December 29, 2011 / leuce7

Cannonball Read III Review #5 – Undercover in High Heels

Undercover in High Heels by Gemma Halliday

Third in the High Heels series following Maddie Springer, shoe designer and amateur sleuth, finds us back in Los Angeles, and in the thick of Hollywood land.  Maddie’s loyal best friend, who thinks more highly of Maddie’s sleuthing abilities than I do, convinces her to take a job as a wardrobe assistant on the set of the television series she’s working on, which is a Desperate Housewives-style show called Magnolia Lane.  She does so, over the objections of Jack Ramirez, the cop she’s been sort of seeing since book one, who’s been assigned to the Magnolia Lane actress receiving the death threats Maddie’s investigating.

In keeping with the tone previously established, zaniness and wacky characters abound, and the read remains fun and breezy, but my favorite part of this story was the introduction of a tabloid reporter who ramps up the romantic tension in the book, and an absolutely hilarious cyber scandal Maddie stumbles into feet first in the course of her investigation.

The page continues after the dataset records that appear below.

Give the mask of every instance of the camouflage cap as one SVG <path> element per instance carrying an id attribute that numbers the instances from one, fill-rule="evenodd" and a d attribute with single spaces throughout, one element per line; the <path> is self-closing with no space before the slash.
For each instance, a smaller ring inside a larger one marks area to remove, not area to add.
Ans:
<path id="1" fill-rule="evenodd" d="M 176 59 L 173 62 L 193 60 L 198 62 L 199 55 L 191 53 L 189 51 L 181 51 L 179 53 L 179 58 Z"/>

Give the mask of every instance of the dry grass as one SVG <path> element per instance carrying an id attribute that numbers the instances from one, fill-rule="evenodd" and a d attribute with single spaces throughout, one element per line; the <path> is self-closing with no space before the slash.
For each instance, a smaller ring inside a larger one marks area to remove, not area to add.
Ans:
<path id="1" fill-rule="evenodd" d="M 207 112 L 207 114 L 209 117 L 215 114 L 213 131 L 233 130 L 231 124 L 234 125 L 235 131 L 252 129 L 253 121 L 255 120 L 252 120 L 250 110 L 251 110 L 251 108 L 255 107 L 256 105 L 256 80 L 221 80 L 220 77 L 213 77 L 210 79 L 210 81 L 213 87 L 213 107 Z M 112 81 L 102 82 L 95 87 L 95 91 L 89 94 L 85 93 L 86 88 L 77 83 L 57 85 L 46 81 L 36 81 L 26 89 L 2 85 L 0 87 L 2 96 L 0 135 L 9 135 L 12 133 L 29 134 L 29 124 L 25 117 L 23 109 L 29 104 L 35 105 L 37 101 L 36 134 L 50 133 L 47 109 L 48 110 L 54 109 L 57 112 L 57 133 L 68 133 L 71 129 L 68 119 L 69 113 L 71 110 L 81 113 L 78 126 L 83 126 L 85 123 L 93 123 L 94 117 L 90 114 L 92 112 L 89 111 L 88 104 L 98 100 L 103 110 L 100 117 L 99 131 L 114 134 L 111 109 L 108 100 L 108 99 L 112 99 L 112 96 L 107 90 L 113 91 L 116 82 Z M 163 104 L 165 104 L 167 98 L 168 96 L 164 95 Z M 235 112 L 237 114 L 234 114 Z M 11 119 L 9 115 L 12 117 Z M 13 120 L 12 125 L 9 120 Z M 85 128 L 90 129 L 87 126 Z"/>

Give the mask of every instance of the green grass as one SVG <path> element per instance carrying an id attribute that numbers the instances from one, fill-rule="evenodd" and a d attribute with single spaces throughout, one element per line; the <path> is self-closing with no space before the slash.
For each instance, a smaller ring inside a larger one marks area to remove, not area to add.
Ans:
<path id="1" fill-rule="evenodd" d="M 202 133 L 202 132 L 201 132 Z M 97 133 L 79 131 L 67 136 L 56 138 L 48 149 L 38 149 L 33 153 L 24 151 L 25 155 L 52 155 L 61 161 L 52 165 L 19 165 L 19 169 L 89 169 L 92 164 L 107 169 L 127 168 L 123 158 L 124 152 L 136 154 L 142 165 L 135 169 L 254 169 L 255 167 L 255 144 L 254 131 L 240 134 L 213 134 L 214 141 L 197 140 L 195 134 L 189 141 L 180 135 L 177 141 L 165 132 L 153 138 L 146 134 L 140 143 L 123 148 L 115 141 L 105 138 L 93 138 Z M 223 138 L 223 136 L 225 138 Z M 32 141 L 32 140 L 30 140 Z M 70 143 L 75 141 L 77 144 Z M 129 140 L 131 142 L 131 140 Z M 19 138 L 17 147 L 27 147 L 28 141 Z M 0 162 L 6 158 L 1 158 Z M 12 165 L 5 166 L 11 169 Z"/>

In this third installment, I must admit I was hardly invested in the mystery itself; the characters the mystery involves aren’t really major elements and most are rather unlikeable.  But I stuck with the story because I absolutely loved spending time with the main cast of characters introduced in the first two books, and the developments there left me satisfied with the book and interested in more of their adventures.  These books really are more about the gang of characters than they are about the mysteries, and readers who don’t find Maddie and her cohorts interesting may not get much out of this one.

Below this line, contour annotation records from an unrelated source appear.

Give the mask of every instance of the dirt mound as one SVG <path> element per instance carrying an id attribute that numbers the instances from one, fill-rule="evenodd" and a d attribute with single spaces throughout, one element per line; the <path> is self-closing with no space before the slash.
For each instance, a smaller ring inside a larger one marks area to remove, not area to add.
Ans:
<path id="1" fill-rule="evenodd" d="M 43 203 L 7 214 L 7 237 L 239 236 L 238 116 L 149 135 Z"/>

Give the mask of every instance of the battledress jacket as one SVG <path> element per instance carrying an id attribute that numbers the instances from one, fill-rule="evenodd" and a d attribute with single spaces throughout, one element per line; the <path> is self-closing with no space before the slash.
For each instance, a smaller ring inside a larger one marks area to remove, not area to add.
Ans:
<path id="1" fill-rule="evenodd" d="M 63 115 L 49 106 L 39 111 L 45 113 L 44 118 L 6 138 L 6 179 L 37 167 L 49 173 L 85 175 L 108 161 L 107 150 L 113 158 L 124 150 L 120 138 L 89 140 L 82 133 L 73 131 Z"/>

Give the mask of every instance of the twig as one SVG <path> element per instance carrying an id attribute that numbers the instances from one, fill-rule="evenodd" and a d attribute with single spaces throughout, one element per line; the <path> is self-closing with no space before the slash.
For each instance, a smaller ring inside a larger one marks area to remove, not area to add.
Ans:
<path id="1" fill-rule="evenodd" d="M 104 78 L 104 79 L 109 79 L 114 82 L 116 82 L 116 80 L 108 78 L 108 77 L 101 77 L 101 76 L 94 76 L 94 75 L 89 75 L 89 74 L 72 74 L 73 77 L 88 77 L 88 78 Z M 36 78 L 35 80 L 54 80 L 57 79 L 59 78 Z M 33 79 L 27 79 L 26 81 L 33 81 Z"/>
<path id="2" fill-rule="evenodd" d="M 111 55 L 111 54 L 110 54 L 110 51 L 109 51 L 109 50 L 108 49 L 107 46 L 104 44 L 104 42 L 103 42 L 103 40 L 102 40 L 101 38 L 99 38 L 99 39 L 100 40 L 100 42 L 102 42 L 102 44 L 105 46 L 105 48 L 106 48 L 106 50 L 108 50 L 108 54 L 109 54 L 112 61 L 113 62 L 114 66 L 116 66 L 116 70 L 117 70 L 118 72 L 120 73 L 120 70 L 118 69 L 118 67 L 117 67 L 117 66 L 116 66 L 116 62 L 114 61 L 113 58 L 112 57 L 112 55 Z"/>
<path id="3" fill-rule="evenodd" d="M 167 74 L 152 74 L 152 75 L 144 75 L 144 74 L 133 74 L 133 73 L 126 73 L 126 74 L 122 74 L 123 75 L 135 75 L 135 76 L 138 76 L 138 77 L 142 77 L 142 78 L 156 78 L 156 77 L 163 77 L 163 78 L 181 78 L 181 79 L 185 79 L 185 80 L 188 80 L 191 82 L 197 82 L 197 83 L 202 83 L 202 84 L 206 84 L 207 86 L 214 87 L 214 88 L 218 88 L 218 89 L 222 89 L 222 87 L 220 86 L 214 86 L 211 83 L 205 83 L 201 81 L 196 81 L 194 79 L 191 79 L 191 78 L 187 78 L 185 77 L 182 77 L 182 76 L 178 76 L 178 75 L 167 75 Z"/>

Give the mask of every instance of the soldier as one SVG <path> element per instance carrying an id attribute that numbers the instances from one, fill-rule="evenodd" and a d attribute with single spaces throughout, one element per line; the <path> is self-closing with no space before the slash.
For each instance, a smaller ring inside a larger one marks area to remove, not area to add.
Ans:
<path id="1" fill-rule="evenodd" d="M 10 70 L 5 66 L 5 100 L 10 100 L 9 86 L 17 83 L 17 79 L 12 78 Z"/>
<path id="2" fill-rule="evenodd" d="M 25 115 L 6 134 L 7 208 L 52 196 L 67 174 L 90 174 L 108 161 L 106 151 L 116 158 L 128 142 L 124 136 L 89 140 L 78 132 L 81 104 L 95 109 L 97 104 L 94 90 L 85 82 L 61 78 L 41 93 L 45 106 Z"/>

December 29, 2011 / leuce7

Cannonball Read III Review #4 – Killer in High Heels

Killer in High Heels by Gemma Halliday

The second entry in the saga of Maddie Springer, kids shoe designer and amateur sleuth, takes her out to Vegas to investigate a strange message she got on her answering machine–from a father she hasn’t seen since she was three–that ends with the sound of a gunshot.  Along with her best friend-actress sidekick and flaming gay sidekick, she travels to Vegas to see what she can find out about her dad, and gets caught up in the middle of some plot involving mobsters and drag queens.

Again, zaniness abounds; again, it works because you care about the characters.  Maddie doesn’t know much about her dad, whom her mom (loving but interfering, and stuck in an 80’s fashion warp) won’t talk about; and that’s what drives her to go to Vegas.  The mystery is secondary to Maddie’s finding her father and their developing, tenuous relationship–as much as it can be in the middle of drag shows and Vegas.  But you root for Maddie and her dad, and as crazy as their antics may get, still care and root for her and her friends to succeed as well.

Like the first book in the series, the book works because of its lovable characters and breezy tone, and is firmly in the fun, light read category.  And, like the first book, it made me want to dive right into the next one.